The Great Rivalry: Lincoln vs. Douglas

by Alison Dornheggen, Assistant Director

Identified as one of the most sensational senatorial campaigns in our country’s history, the Lincoln-Douglas debates of 1858 specifically refer to a series of seven debates between incumbent Senator Stephen A. Douglas (D) and a young, relatively unknown Abraham Lincoln (R). These debates garnered national attention and became the focal point in their battle for the U.S. Senate seat representing the state of Illinois. However, the exchanges between Douglas and Lincoln began four years earlier, in 1854.

On October 3, 1854, Douglas spoke to an audience at the Illinois State Fair defending the Kansas-Nebraska Act, which he had authored and which had become law earlier that year. This Act gave the citizens of Kansas and Nebraska the right to decide if slavery would be allowed within their states once statehood had been granted. The Act effectively repealed the Missouri Compromise of 1820, which prohibited slavery above the geographical line of 36o31’ N, excepting the parts of Missouri falling above that line.

The repeal of the Compromise reinvigorated the slavery debate for the country, and particularly captured the outrage of Abraham Lincoln.
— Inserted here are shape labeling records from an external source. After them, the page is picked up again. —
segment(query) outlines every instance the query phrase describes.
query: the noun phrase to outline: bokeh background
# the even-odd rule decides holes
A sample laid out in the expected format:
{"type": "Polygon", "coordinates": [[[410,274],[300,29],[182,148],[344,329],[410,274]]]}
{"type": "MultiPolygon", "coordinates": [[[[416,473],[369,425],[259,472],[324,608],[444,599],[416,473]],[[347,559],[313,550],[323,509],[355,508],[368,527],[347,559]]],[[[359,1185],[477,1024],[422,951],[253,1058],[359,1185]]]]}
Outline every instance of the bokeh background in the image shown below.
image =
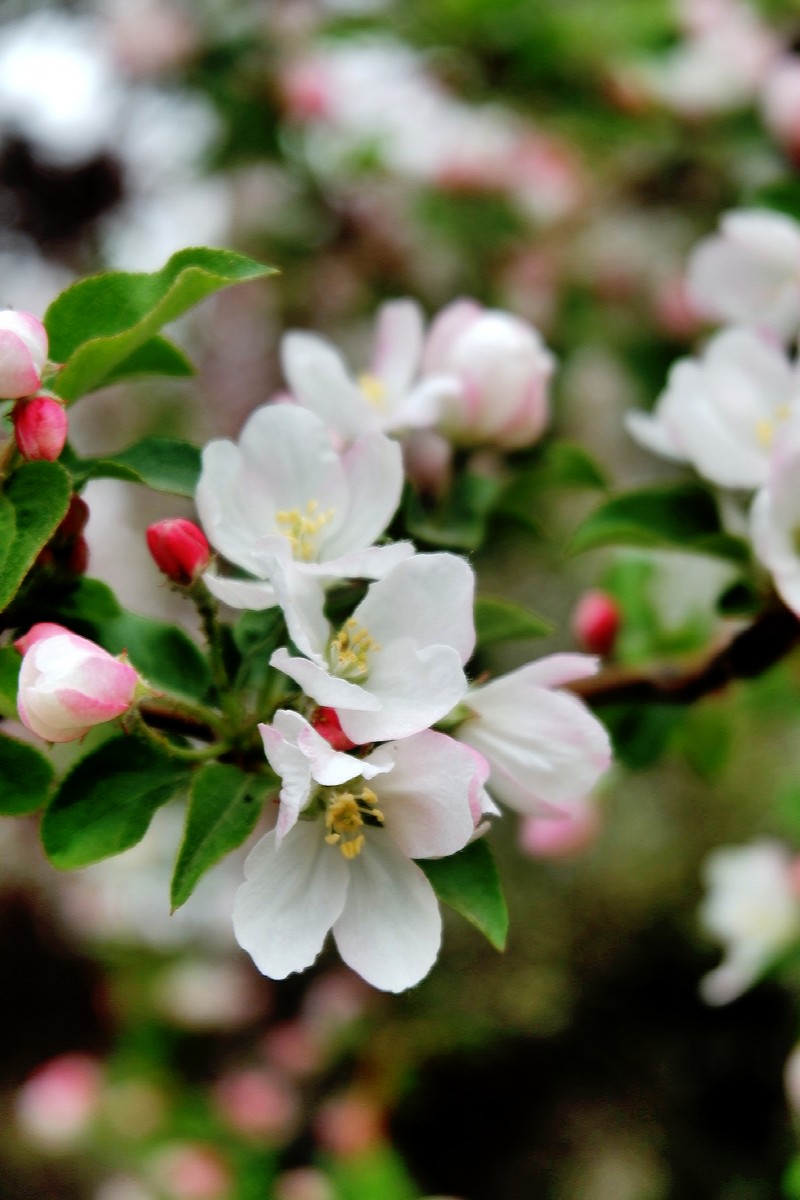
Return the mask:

Lincoln had served as a U.S. Representative for Illinois in the 1840s, but at the time of the Kansas-Nebraska Act, he was simply a practicing lawyer in Springfield. After hearing Douglas’s State Fair speech, Lincoln reinitiated his political career the following day by publicly refuting Douglas’s arguments. Lincoln delivered a similar speech in Peoria, Illinois, on the evening of October 16, again immediately after Douglas. (One of Lincoln’s more famous orations, it is now known as the Peoria Speech.)

Upon accepting his official nomination as the Illinois Republican candidate for the U.S. Senate in 1858, Lincoln delivered his “House Divided speech,” to which Douglas responded three weeks later in Chicago. Despite sitting next to Douglas on that night of July 9, 1858, Lincoln chose to respond to Douglas the very next evening after the senator had already left the city. His rebuttal asserted that the Declaration of Independence was colorblind, its tenets of liberty applying to every person in the country, regardless of race.
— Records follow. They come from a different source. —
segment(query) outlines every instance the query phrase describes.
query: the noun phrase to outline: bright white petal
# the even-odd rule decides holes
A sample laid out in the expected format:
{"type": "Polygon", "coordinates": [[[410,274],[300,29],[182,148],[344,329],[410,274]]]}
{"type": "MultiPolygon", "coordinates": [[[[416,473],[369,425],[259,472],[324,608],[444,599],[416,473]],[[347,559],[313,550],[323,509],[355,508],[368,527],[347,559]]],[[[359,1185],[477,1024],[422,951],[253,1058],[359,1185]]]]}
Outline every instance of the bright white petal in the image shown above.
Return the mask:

A week later Douglas spoke in Bloomington, and again Lincoln observed his opponent from the audience. Eventually a correspondence between the two formalized a series of debates in the remaining seven counties of Illinois. In Ottawa, Freeport, Jonesboro, Charleston, Galesburg, Quincy and Alton, standing-only crowds of record-breaking numbers (estimated from 1,500 to more than 15,000, depending on the location) came to witness the events now known as the Lincoln-Douglas debates of 1858.
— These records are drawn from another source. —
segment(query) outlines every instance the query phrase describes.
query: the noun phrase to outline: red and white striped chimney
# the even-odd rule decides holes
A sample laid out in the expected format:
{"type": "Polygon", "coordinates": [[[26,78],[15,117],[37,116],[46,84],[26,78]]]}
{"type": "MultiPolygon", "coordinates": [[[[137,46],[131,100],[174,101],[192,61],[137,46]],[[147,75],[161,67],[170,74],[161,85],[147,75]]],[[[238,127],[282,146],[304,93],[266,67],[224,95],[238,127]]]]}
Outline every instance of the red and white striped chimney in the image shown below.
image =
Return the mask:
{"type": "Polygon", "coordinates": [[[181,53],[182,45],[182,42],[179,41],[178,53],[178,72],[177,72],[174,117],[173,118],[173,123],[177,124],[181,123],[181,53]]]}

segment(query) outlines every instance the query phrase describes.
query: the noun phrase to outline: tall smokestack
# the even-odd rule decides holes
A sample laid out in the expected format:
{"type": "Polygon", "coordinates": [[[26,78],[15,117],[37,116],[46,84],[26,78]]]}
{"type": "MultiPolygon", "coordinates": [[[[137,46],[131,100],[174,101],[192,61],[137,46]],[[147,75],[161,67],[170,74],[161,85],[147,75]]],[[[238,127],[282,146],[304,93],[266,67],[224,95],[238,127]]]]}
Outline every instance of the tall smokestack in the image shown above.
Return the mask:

The principal argument of these debates centered on slavery, specifically the issue of how it was to be handled with the expansion of the U.S. territory. Douglas argued for each state’s right to choose its own position toward slavery, while Lincoln argued that this approach would only perpetuate slavery, further deepening the divide between free and slave states. As Lincoln saw it, the national government needed to intervene in the issue of slavery, putting it on a path toward confinement and, eventually, toward its ultimate demise.

Though Lincoln failed to win the senatorial race of 1858, the national visibility of these debates gave him recognition that eventually led him to greater victory when he defeated Douglas in the Presidential race of 1860.